За окном давно было темно. Мимо тянулась только черная полоса деревьев на фоне синего неба. Поезд замедлял ход.
– Что за остановка? – Халк прижал лицо к стеклу, заслоняясь от света ладонями. – Ни черта не видать.
– Тебе-то что? Станция и станция…
– Ее не должно быть! Я этот поезд наизусть знаю, после Окуловки следующая только Бологое, это ехать и ехать. А Окуловка только что была.
– Ну, значит, изменился маршрут и чешет со всеми остановками.

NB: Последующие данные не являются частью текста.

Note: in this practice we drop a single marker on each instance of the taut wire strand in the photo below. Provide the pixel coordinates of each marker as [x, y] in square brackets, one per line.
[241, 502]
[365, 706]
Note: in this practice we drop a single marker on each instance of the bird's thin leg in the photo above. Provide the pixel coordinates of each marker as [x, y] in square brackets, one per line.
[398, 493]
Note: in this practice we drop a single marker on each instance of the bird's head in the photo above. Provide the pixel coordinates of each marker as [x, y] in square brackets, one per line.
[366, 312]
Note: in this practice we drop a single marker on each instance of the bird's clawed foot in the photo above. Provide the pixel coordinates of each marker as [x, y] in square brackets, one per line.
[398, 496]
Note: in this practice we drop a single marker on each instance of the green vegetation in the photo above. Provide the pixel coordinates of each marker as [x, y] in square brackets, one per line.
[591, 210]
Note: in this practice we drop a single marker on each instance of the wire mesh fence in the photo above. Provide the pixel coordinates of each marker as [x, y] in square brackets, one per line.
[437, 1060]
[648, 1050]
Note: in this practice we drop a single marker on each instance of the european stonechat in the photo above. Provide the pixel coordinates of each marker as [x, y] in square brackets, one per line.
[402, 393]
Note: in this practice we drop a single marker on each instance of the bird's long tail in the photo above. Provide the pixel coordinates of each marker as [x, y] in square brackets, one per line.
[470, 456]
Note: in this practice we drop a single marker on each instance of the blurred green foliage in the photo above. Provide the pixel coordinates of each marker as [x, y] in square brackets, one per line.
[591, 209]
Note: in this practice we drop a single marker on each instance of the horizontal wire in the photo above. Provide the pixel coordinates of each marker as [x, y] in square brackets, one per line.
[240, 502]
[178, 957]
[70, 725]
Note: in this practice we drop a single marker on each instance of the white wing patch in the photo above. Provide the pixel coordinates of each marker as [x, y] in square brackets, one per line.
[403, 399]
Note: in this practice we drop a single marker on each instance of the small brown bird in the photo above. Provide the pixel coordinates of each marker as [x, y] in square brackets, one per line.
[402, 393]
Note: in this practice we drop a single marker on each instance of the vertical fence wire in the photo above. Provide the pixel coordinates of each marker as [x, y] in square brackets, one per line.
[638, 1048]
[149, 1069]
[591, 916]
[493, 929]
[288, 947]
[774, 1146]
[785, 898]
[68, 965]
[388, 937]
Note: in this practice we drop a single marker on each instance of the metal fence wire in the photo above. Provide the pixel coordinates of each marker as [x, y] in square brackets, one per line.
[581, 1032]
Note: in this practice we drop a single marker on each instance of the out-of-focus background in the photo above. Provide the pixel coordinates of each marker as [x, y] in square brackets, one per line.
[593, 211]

– А время прибытия не изменилось, да?
– Вот утром и увидим. Что ты прикопался к этой станции?
Поезд наконец остановился на неосвещенной платформе. Халк плотнее прижался к стеклу, пытаясь прочесть название, но не мог. Витек прилип рядом с ним:
– Раздолбанная платформа, табличку сбили давно.
– Как в фильмах ужасов, – пискнула Катя.
По коридору протопала проводница, лязгнула откидная лестница.
– Кто-то садится.
– Вот его и спросим, откуда он.
– Да что вы, в самом деле! Ну, Угловка это или какая-нибудь Алешинка. Какая вам разница?!
Отъехала дверь нашего купе – дед выглянул. Тут же уехала обратно. В коридоре завозились, опять лязгнула откидная лестница: на таких маленьких станциях очень короткие остановки.
– Спасибо, девочка. За чайком я сам подойду. – Голос вроде стариковский, а звонкий, без шамканья. Я из купе в другом конце вагона слышала каждое слово, будто наш новый попутчик всю жизнь проработал в театре.
В голову мне тут же ударила кровь, и пульс застучал вдвое быстрее, чем положено. Тревога! Я втягивала носом воздух: не так-то это просто, когда дыхание учащается.
Мыло. От старичка пахло мылом и чем-то вроде картошки, крахмалом, кажется. Да, похоже, он крахмалит воротнички рубашек. Он подошел к нашему с дедом купе и постучал.
– Ир, ты чего? – Катя нехорошо на меня глянула: неужели тоже чувствует? Или это у меня лицо такое?
– А? Ничего. Спать пора. Пошли. Заодно заценю нашего нового попутчика.
– А по голосу он старый! – Но карты все-таки смешала и пошла со мной на выход.
– Соскучитесь – приходите, мы еще долго не ляжем. – Фиалка говорил это уже нашим спинам.
В коридоре горел свет, и вагон от этого выглядел как-то по-больничному.
– Что-то твоя маман признаков жизни не подает.
– Самой странно. Спать она бы без меня не легла. Зачиталась, может? Тогда сейчас начнется…
– Идем провожу.
– Точно. При тебе она сильно орать не будет.
Мы прошли в другой конец вагона, всего-то с десяток шагов, и с каждым шагом мой пульс выстукивал все быстрее. Чепуха. Чепуха, ерунда. Если бы что-то уже случилось с Катькиной матерью, я бы заметила. Я бы услышала, я бы почувствовала, я бы…
Катька толкнула дверь – темно. Она тихонько вошла первой, я заглянула в купе. В луч света из коридора попали ноги в розовых носках. Катька зашипела «пока», приложив палец к губам и закрывая дверь перед моим носом, чтобы свет не разбудил мать. Я бесстыже просунула голову в дверь и прислушалась: дышит? Дышит. Нервная я стала в последнее время!
– Ир?
– Спокойной ночи. – Я быстро ушла по коридору в наше с дедом купе.
У нас не скучали. Еще из коридора я услышала бодрый голос нашего нового попутчика:
– Я ему говорю: «Что ж ты не подготовился, у тебя три месяца было!» А он: «Ну лето же, какая тут подготовка». И глаза такие честные-честные – видно, что крик души.
– Здрасьте.
Старики уставились на меня с видом «Это еще кто?». Да, новый попутчик правда старик. Древний, старше деда, за морщинами глаз не видать. А голос – хоть со сцены пой, учительский такой голос.
– Внучка моя. Курсант Варшавская. А это Роман Андреевич, преподаватель, как я.